Integrated gaming resorts in Japan would be the greatest development for international gaming since Macau. The coming Japanese Diet will hopefully be the one to pass the legislation making it official, though there is no need to jump on an investment trying to anticipate who will win the coveted licenses, sure to be extremely scarce and certainly big newsmakers.
It is generally agreed upon by gaming analysts that the first resorts won’t be online until the middle of the next decade, and that takes into account a strict gaming-industry-only perspective. From what these analysts know about their own industry and how long it generally takes parliaments to do anything to legalize it, 8 years is the accepted ballpark timeline. I see that as a minimum. It will likely take longer because there is no economy more bloated with dead weight in the world than Japan, and this by far.
The next recession—and there will be one eventually, certainly before 2026 when these new resorts are estimated to go live—will likely bring down the entire rickety scaffolding of the Japanese economy and the winners of these licenses may then have to delay their plans while Japan restructures and cleans house. Don’t get me wrong though – even though the monetary and fiscal picture in Japan right now is quite monstrous, Japan will recover. Its people are too resourceful not to and it doesn’t have a totalitarian culture like China. How fast Japan will recover depends on how fast the Japanese government can get out of the way.

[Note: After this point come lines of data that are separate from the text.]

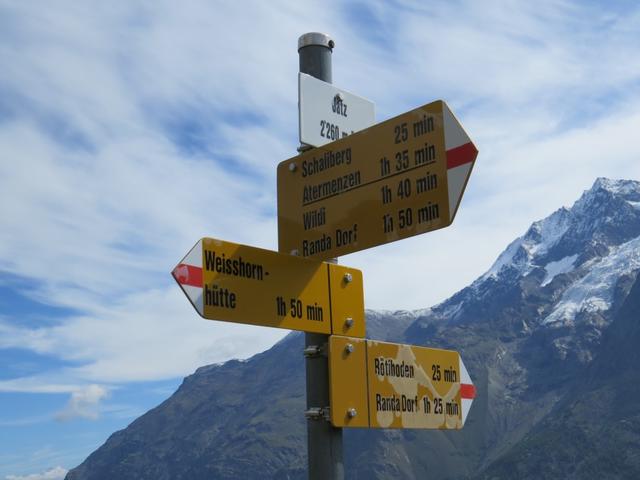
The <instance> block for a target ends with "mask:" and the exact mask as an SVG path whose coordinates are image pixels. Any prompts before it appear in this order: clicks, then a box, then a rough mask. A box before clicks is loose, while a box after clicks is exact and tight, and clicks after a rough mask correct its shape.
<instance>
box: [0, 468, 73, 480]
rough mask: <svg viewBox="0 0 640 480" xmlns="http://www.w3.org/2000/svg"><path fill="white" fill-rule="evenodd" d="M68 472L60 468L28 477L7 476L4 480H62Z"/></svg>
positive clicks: (53, 469) (14, 475)
mask: <svg viewBox="0 0 640 480" xmlns="http://www.w3.org/2000/svg"><path fill="white" fill-rule="evenodd" d="M68 472H69V471H68V470H67V469H65V468H62V467H54V468H51V469H49V470H47V471H46V472H42V473H32V474H29V475H7V476H6V477H5V479H6V480H63V479H64V477H65V476H66V475H67V473H68Z"/></svg>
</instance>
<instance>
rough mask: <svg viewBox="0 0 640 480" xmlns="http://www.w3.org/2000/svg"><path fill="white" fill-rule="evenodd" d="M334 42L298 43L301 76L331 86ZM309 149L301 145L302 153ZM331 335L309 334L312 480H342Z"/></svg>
mask: <svg viewBox="0 0 640 480" xmlns="http://www.w3.org/2000/svg"><path fill="white" fill-rule="evenodd" d="M333 47H334V42H333V40H331V38H330V37H329V36H328V35H325V34H323V33H306V34H304V35H302V36H301V37H300V38H299V39H298V55H299V57H300V72H302V73H306V74H308V75H311V76H313V77H316V78H318V79H320V80H322V81H324V82H327V83H331V53H332V51H333ZM305 149H307V147H306V146H304V145H301V146H300V150H301V151H302V150H305ZM328 341H329V336H328V335H323V334H317V333H305V357H306V362H305V363H306V373H307V412H306V416H307V450H308V456H309V464H308V465H309V479H310V480H316V479H317V480H320V479H322V480H341V479H343V478H344V464H343V460H342V429H341V428H335V427H333V426H332V425H331V423H330V422H329V420H328V418H329V417H328V407H329V362H328V358H327V344H328Z"/></svg>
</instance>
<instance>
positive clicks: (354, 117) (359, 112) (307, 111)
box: [298, 72, 376, 147]
mask: <svg viewBox="0 0 640 480" xmlns="http://www.w3.org/2000/svg"><path fill="white" fill-rule="evenodd" d="M298 113H299V115H300V118H299V120H300V121H299V128H300V143H302V144H304V145H309V146H313V147H319V146H321V145H325V144H327V143H329V142H333V141H334V140H338V139H340V138H344V137H346V136H348V135H350V134H352V133H355V132H357V131H359V130H362V129H364V128H367V127H370V126H371V125H373V124H374V123H375V121H376V119H375V105H374V104H373V102H370V101H369V100H367V99H366V98H362V97H358V96H357V95H354V94H353V93H349V92H347V91H345V90H341V89H339V88H337V87H334V86H333V85H332V84H330V83H327V82H323V81H322V80H318V79H317V78H315V77H312V76H311V75H307V74H306V73H302V72H300V73H298Z"/></svg>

My feeling is that since Japan’s government sector is so intensely bloated, when the credit fueling it dries up, it won’t have that much power to interfere in the economic restructuring to follow. It might want to, but it won’t be able to.
Here’s what I mean by bloated. If you thought Greece was bad with a 180% government debt to GDP ratio, Japan’s is 253% and still rising. The only way Japan’s private sector can shoulder this abomination is negative interest rates. Japan achieved this by having the Bank of Japan print an ungodly amount of money since 2008, the BOJ’s balance sheet going up from ¥100 trillion to ¥533 trillion. Due to that massive expansion, interest rates on 10-year Japanese government bonds plummeted from an already extremely low 1.7% down to -0.29% in July of 2016. Short term rates are even deeper into negative. Rates have since “skyrocketed” on the 10-year, if such a word can be used to describe such a crazy situation, 114% to 0.04%. This is slightly faster than rates have risen iman the United States since July 2016 at 108%.
Now, granted, Japan’s debt crossed the value of its entire economic output back in 1995 and 2008 didn’t collapse the country. But the next recession will. The Bank of Japan was actually not that expansionary until 2013 when Prime Minister Shinzo Abe introduced Abenomics and the BOJ printed more money over the course of 4 years than it had over the course of its entire history. The Japanese economy cannot get any more primed than it already is, and we’re supposedly 10 years into a very rickety economic recovery. Japan’s GDP, as inadequate of a calculation that the figure is, has dipped into contraction 3 times since the 2008 recession despite Abenomics. There is nothing else Japan can do monetarily to loosen the effects of the next downturn when it comes.
Those planning to invest in Japan’s new casino industry should hope that all the dead weight of the Japanese economy gets cleared out before whoever gets these new licenses starts expending capital. Getting caught in the middle while its happening will cause investors to scurry away when they are needed most. Whether Japan’s current Diet is the one that approves a new gambling regulation bill or if it’s the next one doesn’t really matter in the scheme of things. Perhaps it would be better for the legislation to pass the next one rather than this one just to give a little more time for economic law to run its course.
The quicker Japan’s economy cleans house, the more desperate Japan’s political class will be for economic growth and tax revenue. That means Japan’s Diet will probably be more amenable to cutting better deals in terms of taxation and regulation in order to encourage business and international gamers to come. The rule of thumb here is, the worse Japan’s economy gets from now until these resorts start being built, the better it will be for the firms that do get involved.
Over the long term say 20 to 30 years, Japan will be bigger than Macau simply because, despite the monetary machinations, Japan is still a much freer country than China ever will be. China is becoming more totalitarian every year with Xi Xinping now king for life and launching grandiose creepy totalitarianistic plans for a country-wide social credit system that will rank Chinese citizens by how well they obey the government. This is, to me, the scariest crackpot Chinese government scheme since the Great Leap Forward and it will lead to massive systemic corruption, bribery, harassment of political dissidents, fear, and a culture of tattling, blackmail, and seedy sexual favors galore. I don’t even want to think about it.
Beijing also has a history of harassing casinos and jailing their executives without warning. Japanese authorities wouldn’t do that. They’d talk to you first, nicely. So whatever regulatory environment springs out of Japan’s Diet for its new gambling industry, it will be predictable and consistent, at least more so than Macau’s, whereas the regulatory environment in Macau can change on a dime depending on Beijing’s mood and cause the entire industry to crash overnight. We already saw this happen with Xi’s money laundering crackdown, from which some Macau casinos have yet to recover from. Shenanigans like these are much less likely to happen in Japan.
So long term, Japan will probably eclipse Macau, even if it erects a strict and expensive regulatory regime for the new industry. For now though, there is nothing to do but wait.